Despite the supposed austerity of the triumph, with the priestly colleges to add the appropriate tone of piousness and zeal, the emperor had even acquired a troupe of acrobats from Armenia who danced on the back of horses, ate fire, leapt through burning hoops and suffered needles to be thrust through their cheeks, apparently without harm.

The veterans and officers of the First cohort rode or marched alongside and behind the chariot that would carry Commodus himself and the freedman Saoterus, who had rarely left the emperor’s side in the week since they had returned. Mercator was there, perhaps six feet from his master.
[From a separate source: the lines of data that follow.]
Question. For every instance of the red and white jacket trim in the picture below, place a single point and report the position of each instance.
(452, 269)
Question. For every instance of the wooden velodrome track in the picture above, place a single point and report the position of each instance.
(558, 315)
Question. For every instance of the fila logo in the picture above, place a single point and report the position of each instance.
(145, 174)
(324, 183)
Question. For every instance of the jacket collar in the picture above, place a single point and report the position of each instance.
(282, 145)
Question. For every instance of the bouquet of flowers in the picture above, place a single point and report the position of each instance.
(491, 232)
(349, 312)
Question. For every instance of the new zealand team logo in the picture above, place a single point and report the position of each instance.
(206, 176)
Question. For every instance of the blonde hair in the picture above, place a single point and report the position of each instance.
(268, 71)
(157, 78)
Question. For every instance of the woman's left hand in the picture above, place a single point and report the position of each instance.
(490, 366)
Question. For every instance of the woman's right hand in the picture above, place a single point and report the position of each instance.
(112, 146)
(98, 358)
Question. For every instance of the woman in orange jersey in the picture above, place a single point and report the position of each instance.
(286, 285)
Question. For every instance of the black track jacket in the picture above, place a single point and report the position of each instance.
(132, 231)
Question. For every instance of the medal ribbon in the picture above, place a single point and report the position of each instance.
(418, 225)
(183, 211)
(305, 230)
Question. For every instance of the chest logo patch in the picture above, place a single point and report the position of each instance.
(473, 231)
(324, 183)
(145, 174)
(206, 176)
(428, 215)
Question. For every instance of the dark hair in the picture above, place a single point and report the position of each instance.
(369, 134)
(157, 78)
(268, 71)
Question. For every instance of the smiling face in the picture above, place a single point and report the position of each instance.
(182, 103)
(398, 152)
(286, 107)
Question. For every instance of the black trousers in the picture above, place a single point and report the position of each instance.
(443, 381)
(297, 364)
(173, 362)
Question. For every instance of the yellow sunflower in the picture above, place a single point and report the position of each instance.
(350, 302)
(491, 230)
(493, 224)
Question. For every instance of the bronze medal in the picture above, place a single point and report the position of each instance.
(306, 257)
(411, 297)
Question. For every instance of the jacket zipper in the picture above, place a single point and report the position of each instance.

Far ahead, standing mopping their collective brow in the shade of the great mausoleum of Hadrianus, the white and purple toga-clad figures of the senate were involved in their own chats and intrigues, along with the magistrates and senior officials of the city. They would lead the column. Behind them, the musicians of the city’s cohorts, Praetorian, Urban and even the Vigiles and Speculatores, tested their instruments, issuing a sound like nothing more than a herd of wounded oxen. Next came the carts laden with so-called treasure from Marcomannia: great chests of coin and gold and priceless paraphernalia, all – Rufinus was sure – of Roman manufacture and bearing the marks of the palace. If the defeated tribes lived up to their side of the treaty, they would be sending large chests of treasure to Rome on an annual basis but even the victorious Commodus had not expected a beaten people to manage to organise the gathering and delivery of such a princely sum in half a year from a ravaged and destroyed land.

Following the treasure carts would come the bizarre and motley collection of entertainers. During the first gathering this morning, Rufinus had found himself with a couple of moments free and had tried to speak to one of the Armenians in the troupe, but his Latin had been so rough and heavily accented that it was almost impossible to communicate and he had quickly given up.